# Main Battle Tank



## Lerouxxx (4 Jun 2011)

First of all, I'm from quebec but i'm "supposed" to be bilingual !   It is a possibility that i make mistakes or word that you don't understand.

I know that canadian armour regiments are equip by Leopard and Coyote, and I also know that before Afghanistan mission, DND decide to change our Leos bye wheeled tank like LAVIII, but have they change idea? 

I'll maybe join the force next year (my parents wants me to finish the CEGEP) and Armour is very appealing for me but I dont like the coyote, my passion is "a true tank". I read somewhere that praticly all mbt are in west area (like in LdSH (RC)) but I also know that 12rbc had a mbt squadron. 

-I wanna know if canadian force will gets more MBT or it will stay like that?
-Do you know how many tank 12rbc gets, and if other sqdn of MBT will be add?
-Will canadian force will change their coyote bye other recce tracted vehicle?

What I wrote seems to be confused, sorry. I UNDERSTAND VERY WELL WHAT YOU WROTE ON THIS SITE WEB! So you can speak normaly, i'm better to read english that writing text


----------



## SevenSixTwo (5 Jun 2011)

1) Use the Search Function

2) Use the Search Function

3) TAPV


----------



## patt (27 Nov 2011)

Lerouxxx said:
			
		

> First of all, I'm from quebec but i'm "supposed" to be bilingual !   It is a possibility that i make mistakes or word that you don't understand.
> 
> I know that canadian armour regiments are equip by Leopard and Coyote, and I also know that before Afghanistan mission, DND decide to change our Leos bye wheeled tank like LAVIII, but have they change idea?
> 
> ...



From what we were told was that 12rbc will be going to C sqn RCD in gagetown to fill in spots for our leo sqn.


----------



## Franko (27 Nov 2011)

Xfire said:
			
		

> From what we were told was that 12rbc will be going to C sqn RCD in gagetown to fill in spots for our leo sqn.

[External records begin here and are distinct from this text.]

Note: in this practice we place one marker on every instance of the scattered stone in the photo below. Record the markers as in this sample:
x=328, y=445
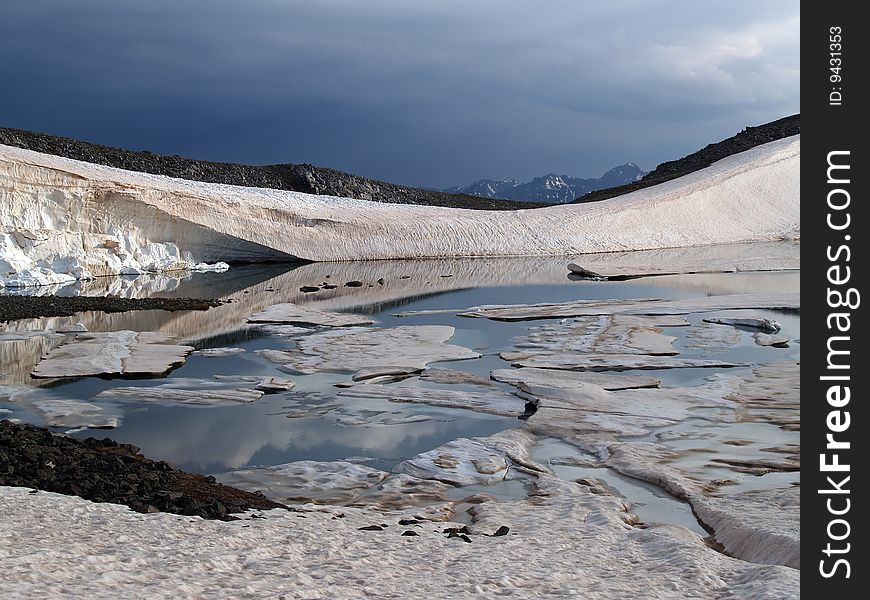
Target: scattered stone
x=776, y=340
x=293, y=314
x=753, y=322
x=457, y=530
x=275, y=385
x=394, y=373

It's a Dragoon Sqn and the 12 RBC troops will be rebadging to RCD later. The 12 RBC will have 2 troops worth allocated and the spots are already given to existing soldiers from the 12 RBC.

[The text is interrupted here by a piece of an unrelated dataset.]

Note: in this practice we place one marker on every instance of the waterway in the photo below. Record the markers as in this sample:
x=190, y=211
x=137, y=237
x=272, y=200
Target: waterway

The leadership (OC/2IC/BC/SSM) will be on a rotation between the two Regiments but the troops will not change.

Have fun in Valcartier in your Coyote.

Regards


----------



## GGHG_Cadet (27 Nov 2011)

Would those two troops of 12 RBC soldiers have 12 RBC troop leaders or is there a possibility that there leadership could be RCD as well?


----------



## Franko (27 Nov 2011)

RMC_Cadet said:
			
		

> Would those two troops of 12 RBC soldiers have 12 RBC troop leaders or is there a possibility that there leadership could be RCD as well?



12 RBC.


----------